MAP aims to increase the price of very cheap alcohol, therefore limiting its affordability. Compared to taxation (e.g. sales and excise taxes), setting a minimum price may produce large effects on drinkers with heavier alcohol consumption patterns as they tend to purchase cheaper alcoholic beverages 30. Meier et al. 31 have shown that minimum prices have a more targeted effect on heavier drinkers, especially those on low incomes, than does an across‐the‐board alcohol excise tax increase.

It is noteworthy that we tended to find larger and more significant effects for 100% AA diagnoses compared with those considered to be partially AA. It is possible that the methodology we applied to estimate partially AA conditions results in less accurate estimates of trends than obtained from 100% AA conditions. This difference could also be due to differences in other unmeasured risk factors confounding the relationships of interest. This observation applied to both acute conditions (e.g. injuries, poisonings) and chronic diseases (e.g. liver disease, cancers).

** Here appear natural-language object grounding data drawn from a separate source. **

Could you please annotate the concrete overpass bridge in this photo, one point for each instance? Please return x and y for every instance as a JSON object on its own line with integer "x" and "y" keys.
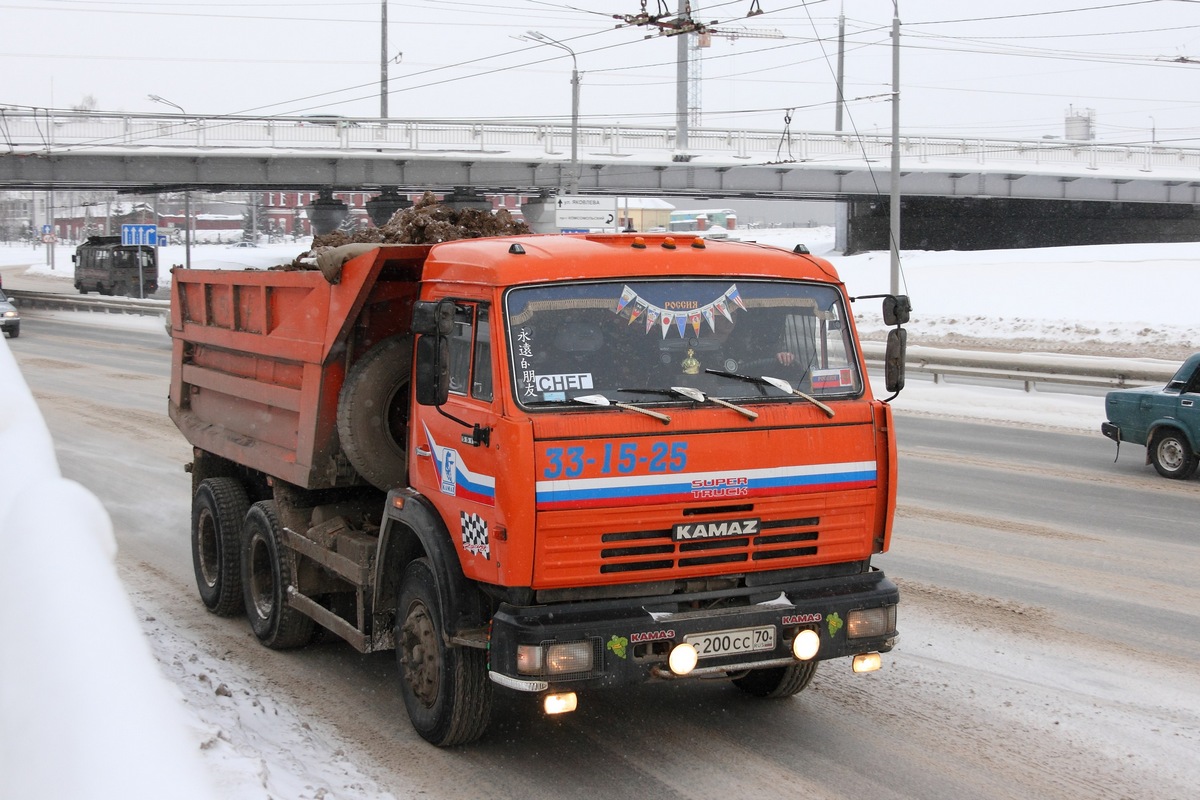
{"x": 958, "y": 192}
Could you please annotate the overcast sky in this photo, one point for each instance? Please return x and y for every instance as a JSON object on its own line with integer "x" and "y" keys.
{"x": 967, "y": 68}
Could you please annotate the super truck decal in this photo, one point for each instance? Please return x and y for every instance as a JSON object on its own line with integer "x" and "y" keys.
{"x": 687, "y": 487}
{"x": 459, "y": 480}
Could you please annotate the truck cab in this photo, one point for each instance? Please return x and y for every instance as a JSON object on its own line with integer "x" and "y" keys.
{"x": 544, "y": 464}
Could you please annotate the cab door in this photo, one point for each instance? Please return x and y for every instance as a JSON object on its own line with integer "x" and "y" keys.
{"x": 455, "y": 461}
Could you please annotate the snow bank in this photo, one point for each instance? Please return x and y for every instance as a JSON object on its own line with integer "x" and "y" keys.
{"x": 84, "y": 711}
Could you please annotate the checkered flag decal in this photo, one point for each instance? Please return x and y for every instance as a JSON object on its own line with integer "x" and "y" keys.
{"x": 474, "y": 534}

A number of limitations of this study need to be borne in mind. First, these are observational data and the associations identified, however statistically significant, could be caused by other unmeasured factors simultaneously influencing minimum prices and AA hospital admissions to change in opposite directions. The effect sizes calculated mainly have quite wide confidence intervals. Thus, there is greater certainty regarding the statistical significance of the direction of the observed associations (i.e. that some are negative) than in their precise size. It also needs to be acknowledged that this study examines ecological relationships at a broad aggregate level across quite large populations. In areas with a ‘low’ mean, a family income of less than Cn$65 000 per annum will incorporate a wide range of family incomes from very low to very high. The intention of the study was to create broadly different areas which, on average, have contrasting overall levels of family income in order to explore whether changes to MAP have different impacts on these broadly different regions. This is the first study, to our knowledge, to observe and test the income effect on associations between changes in minimum prices and in AA hospital admissions. Other such studies conducted in other jurisdictions are recommended to confirm or disconfirm these findings.